When two stages (two surgeries) are required
An example of a revisional breast augmentation revision scenario that sometime requires a two-stage approach is the patient with severe capsular contracture and ruptured liquid silicone gel breast implants – which fortunately have not been in use since 1992. The liquid gel material that leaks from a ruptured liquid silicone gel implant was a potent stimulus for capsular contracture in many patients. If the old implants and thickened capsules cannot be removed without spillage of a significant amount of liquid silicone gel into the new implant pockets, or if the thickened capsule and adjacent breast tissue is highly inflamed, and I will not put in new implants during that surgery.

If the liquid gel material is indeed a stimulus for contracture, then it just doesn’t make sense to place new implants if there has been significant spillage of that material into the new implant space. I instead irrigate the pockets thoroughly with a high-pressure tissue irrigating system, place drains and close the incisions, and we then give the body’s natural scavenger system three months to `clean’ up any remaining gel material.

The re-augmentation is performed after three months, and in taking this approach I have yet to have one of these staged revision patients return with a recurrent capsular contracture. No patient is ever that excited about the possibility of going three months without breast implants, but most are willing if it gives them the highest likelihood of a lifetime of soft, supple, natural-appearing augmented breasts.

In-office preop procedures
Some breast augmentation revision scenarios require a minor, in-office surgical procedure, several weeks in advance of the main surgery which is performed in the operating room. One example is the deflation or removal of overly large implants. Large breast implants act as tissue expanders and stretch out the skin of the breast, and can make it difficult for the surgeon to decide if a lift will be needed with smaller implants.

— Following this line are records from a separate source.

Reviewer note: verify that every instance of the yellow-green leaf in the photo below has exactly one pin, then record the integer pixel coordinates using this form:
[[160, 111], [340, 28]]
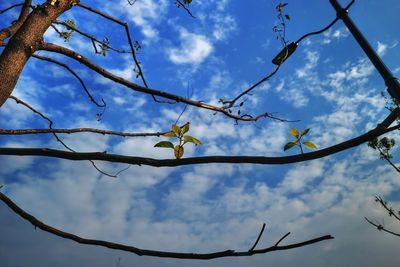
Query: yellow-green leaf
[[294, 132], [169, 134], [191, 139], [185, 128], [304, 132], [310, 145], [176, 129], [289, 145], [178, 151], [165, 144]]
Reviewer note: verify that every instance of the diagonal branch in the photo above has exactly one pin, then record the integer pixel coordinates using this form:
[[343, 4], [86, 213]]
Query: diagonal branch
[[154, 92], [75, 130], [19, 101], [145, 252], [65, 66], [387, 208], [180, 4], [103, 156], [91, 37], [128, 35], [380, 227]]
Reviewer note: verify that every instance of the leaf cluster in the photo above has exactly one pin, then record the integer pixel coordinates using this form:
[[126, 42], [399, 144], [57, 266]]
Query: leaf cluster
[[180, 134], [70, 25], [297, 141]]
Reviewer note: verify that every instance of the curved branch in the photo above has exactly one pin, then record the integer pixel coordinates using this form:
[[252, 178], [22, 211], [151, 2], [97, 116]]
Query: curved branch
[[10, 7], [75, 130], [65, 66], [128, 35], [91, 37], [154, 92], [19, 101], [145, 252], [103, 156]]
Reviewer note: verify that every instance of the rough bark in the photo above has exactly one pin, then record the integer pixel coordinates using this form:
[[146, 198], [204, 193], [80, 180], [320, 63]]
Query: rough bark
[[25, 42], [9, 31]]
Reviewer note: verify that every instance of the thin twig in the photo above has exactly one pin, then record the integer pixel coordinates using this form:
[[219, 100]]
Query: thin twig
[[65, 66], [91, 37], [75, 130], [144, 252], [379, 130], [381, 227], [136, 87], [11, 7], [258, 238], [19, 101], [180, 4]]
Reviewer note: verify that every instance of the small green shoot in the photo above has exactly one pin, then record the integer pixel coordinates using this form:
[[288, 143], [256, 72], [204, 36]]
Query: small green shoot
[[298, 142], [180, 134]]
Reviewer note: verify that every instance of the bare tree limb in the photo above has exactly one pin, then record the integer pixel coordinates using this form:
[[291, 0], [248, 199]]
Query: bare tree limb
[[75, 130], [154, 92], [144, 252], [380, 227], [19, 101], [65, 66], [91, 37], [7, 32], [383, 203], [102, 156], [10, 7], [258, 238], [180, 4]]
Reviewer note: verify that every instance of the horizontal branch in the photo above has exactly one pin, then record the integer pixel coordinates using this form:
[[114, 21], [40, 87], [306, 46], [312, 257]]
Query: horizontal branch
[[153, 92], [103, 156], [144, 252], [75, 130]]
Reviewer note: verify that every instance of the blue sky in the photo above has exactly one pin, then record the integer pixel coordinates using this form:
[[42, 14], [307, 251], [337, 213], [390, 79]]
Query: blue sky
[[328, 84]]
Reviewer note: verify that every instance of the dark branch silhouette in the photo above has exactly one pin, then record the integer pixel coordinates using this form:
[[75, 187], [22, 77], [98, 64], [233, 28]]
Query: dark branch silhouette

If the excessively large implants are saline, they can be deflated in the office using a needle and sterile tubing. If they are gel implants and have not ruptured (which can be confirmed by means of an MRI scan), they can be removed in most cases under local anesthesia, with IV sedation if needed, through the incisions by which they were inserted.

Deflating or removing large implants gives the breast skin an opportunity to recover and shrink somewhat over a week or two, and then the patient returns for a post-deflation (saline) or post-removal (silicone gel) consultation appointment to refine the plan for the next procedure. Having the implants removed helps patients to see clearly what their natural breast appearance is, to understand whether or not a breast lift is required as part of their next procedure, and also gives them the opportunity to decide if they want to have implants again or not based on the amount of natural breast tissue that is present (it can be hard to tell with implants in place).

We have had plenty of patients express surprise at how much natural breast volume they had after implant deflation or removal, and who then decide to have a breast lift only without implant replacement. These are often patients in their 50s or 60s who have put on some weight with age, including in their breasts, and who now have enough natural tissue to have beautiful breasts by means of a breast lift alone.

Most younger patients, and certainly almost all of those with A-cup to small B-cup breasts following implant deflation or removal, elect to have their formerly larger implants replaced with smaller ones, and usually a lift is required as well. The switch from large to more reasonably-sized implants while simultaneously performing a breast lift is one of the most challenging cosmetic breast surgeries there is. Make sure that the surgeon you choose is highly experienced in the treatment of this challenging situation, and that they take the time to clearly explain to you their surgical plan.